ObjectivesDNA methylation analysis of cancer-related genes is a promising tool for HPV-positive women to identify those with cervical (pre)cancer (CIN3+) in need of treatment. However, clinical performance of methylation markers can be influenced by the sample type utilized. We describe a multiplex quantitative methylation-specific PCR that targets FAM19A4 and mir124-2 loci, to detect CIN3+ using both HPV-positive lavage- and brush self-samples.MethodsWe determined methylation thresholds for clinical classification using HPV-positive training sets comprising lavage self-samples of 182 women (including 40 with CIN3+) and brush self-samples of 224 women (including 61 with CIN3+).
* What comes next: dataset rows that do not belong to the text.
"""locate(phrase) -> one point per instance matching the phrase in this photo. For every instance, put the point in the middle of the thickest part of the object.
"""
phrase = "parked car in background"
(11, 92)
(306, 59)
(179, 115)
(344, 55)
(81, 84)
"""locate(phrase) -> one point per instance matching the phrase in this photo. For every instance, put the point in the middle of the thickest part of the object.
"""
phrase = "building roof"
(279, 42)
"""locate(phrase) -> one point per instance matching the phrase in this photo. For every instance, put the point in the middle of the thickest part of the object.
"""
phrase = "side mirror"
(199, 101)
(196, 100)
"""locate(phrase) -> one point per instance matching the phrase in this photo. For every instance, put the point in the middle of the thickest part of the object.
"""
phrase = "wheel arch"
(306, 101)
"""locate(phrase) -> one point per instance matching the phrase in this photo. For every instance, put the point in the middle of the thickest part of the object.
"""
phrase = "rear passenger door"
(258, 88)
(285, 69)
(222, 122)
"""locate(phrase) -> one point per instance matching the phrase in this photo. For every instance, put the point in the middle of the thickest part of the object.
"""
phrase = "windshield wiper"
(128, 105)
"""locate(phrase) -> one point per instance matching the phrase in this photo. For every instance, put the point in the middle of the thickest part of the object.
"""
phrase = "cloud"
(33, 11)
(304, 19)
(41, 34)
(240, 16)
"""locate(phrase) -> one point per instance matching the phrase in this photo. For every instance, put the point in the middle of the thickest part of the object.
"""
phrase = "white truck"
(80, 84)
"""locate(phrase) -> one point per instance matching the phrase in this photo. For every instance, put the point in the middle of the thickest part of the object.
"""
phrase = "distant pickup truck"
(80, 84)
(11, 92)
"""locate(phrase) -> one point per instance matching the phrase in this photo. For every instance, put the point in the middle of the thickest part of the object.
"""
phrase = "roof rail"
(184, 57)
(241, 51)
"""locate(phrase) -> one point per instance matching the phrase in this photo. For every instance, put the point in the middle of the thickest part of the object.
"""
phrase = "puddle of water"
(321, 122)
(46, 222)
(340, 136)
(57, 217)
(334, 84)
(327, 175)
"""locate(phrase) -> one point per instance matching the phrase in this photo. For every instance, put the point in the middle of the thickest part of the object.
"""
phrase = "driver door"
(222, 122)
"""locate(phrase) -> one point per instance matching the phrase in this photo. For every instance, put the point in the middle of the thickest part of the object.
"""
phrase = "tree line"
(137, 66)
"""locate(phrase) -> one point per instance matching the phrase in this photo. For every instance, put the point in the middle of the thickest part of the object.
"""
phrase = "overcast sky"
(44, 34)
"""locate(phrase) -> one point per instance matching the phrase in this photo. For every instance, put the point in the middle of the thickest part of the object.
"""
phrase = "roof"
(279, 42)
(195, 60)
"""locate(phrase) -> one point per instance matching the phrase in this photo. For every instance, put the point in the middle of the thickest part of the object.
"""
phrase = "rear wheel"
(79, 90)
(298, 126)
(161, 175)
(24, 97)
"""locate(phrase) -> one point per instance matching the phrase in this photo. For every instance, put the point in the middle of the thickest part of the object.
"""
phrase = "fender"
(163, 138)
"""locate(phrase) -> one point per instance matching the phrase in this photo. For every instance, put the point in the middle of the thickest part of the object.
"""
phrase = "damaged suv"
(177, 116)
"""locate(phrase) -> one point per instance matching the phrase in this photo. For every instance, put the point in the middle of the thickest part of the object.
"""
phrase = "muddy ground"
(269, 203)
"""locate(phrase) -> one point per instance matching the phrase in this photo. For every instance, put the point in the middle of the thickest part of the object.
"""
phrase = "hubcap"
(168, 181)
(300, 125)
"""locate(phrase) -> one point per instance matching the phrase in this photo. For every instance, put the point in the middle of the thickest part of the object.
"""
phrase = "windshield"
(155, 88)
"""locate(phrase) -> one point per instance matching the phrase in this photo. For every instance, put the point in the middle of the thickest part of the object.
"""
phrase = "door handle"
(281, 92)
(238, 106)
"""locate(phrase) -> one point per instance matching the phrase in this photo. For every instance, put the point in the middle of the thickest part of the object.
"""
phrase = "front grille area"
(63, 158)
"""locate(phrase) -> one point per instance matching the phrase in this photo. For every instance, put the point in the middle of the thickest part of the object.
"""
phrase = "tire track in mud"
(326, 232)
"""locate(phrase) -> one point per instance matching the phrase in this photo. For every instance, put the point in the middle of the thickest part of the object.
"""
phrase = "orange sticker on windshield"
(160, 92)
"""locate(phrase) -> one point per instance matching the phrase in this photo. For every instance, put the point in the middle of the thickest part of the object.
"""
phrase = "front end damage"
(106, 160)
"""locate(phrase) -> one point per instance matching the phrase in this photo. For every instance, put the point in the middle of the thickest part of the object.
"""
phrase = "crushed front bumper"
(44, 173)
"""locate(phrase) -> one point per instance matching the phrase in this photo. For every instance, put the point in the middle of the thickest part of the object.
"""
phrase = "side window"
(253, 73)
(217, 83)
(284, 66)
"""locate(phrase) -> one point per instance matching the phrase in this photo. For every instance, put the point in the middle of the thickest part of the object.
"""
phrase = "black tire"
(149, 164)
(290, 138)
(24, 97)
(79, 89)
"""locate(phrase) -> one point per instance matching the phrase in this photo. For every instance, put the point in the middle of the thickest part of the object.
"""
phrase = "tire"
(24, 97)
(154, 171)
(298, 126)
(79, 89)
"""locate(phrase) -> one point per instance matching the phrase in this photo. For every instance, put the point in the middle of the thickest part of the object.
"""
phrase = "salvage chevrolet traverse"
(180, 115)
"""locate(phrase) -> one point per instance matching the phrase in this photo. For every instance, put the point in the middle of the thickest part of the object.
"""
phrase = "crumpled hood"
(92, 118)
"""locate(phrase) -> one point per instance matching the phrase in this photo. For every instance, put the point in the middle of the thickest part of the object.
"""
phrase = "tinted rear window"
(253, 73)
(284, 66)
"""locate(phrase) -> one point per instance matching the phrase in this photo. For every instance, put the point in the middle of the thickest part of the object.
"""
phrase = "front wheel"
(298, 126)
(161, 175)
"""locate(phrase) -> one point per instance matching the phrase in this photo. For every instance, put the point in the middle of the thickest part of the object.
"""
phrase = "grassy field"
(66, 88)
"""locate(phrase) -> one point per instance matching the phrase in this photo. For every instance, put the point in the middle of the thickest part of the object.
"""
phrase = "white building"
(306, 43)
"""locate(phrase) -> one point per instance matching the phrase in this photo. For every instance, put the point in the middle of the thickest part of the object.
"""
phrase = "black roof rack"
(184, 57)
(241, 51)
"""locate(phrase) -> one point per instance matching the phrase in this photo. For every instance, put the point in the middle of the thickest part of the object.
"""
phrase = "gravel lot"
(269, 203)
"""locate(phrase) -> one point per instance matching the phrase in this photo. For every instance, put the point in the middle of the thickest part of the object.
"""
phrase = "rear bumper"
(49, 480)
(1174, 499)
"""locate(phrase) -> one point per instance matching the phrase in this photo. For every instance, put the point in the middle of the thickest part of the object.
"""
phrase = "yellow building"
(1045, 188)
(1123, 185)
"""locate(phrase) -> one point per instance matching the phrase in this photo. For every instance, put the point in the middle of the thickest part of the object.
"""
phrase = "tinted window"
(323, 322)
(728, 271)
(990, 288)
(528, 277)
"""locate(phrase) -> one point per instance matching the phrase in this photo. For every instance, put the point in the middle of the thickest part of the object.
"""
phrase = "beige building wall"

Subsequently, independent HPV-positive validation sets of 389 lavage self-samples (including 78 with CIN3+), and 254 brush self-samples (including 72 with CIN3+) were tested using the preset thresholds. Furthermore, the clinical performance of combined methylation analysis and HPV16/18 genotyping was determined.ResultsTraining set analysis revealed similar FAM19A4 and mir124-2 thresholds for both self-sample types to yield highest CIN3+ sensitivity at 70% specificity. Validation set analysis resulted in a CIN3+ sensitivity of 70.5% (95%CI: 60.4–80.6) at a specificity of 67.8% (95%CI: 62.7–73.0) for lavage self-samples, and a CIN3+ sensitivity of 69.4% (95%CI: 58.8–80.1) at a 76.4% (95%CI: 70.2–82.6) specificity for brush self-samples. In combination with HPV16/18 genotyping, CIN3+ sensitivity and specificity were 88.5% (95%CI: 81.4–95.6) and 46.0% (95%CI: 40.4–51.5) for lavage self-samples, and 84.7% (95%CI: 76.4–93.0) and 54.9% (95%CI: 47.7–62.2) for brush self-samples.ConclusionsFAM19A4/mir124-2 methylation analysis performs equally well in HPV-positive lavage- and brush self-samples to identify women with CIN3+. In combination with HPV16/18 genotyping, significantly higher CIN3+ sensitivities are obtained, at decreased specificity.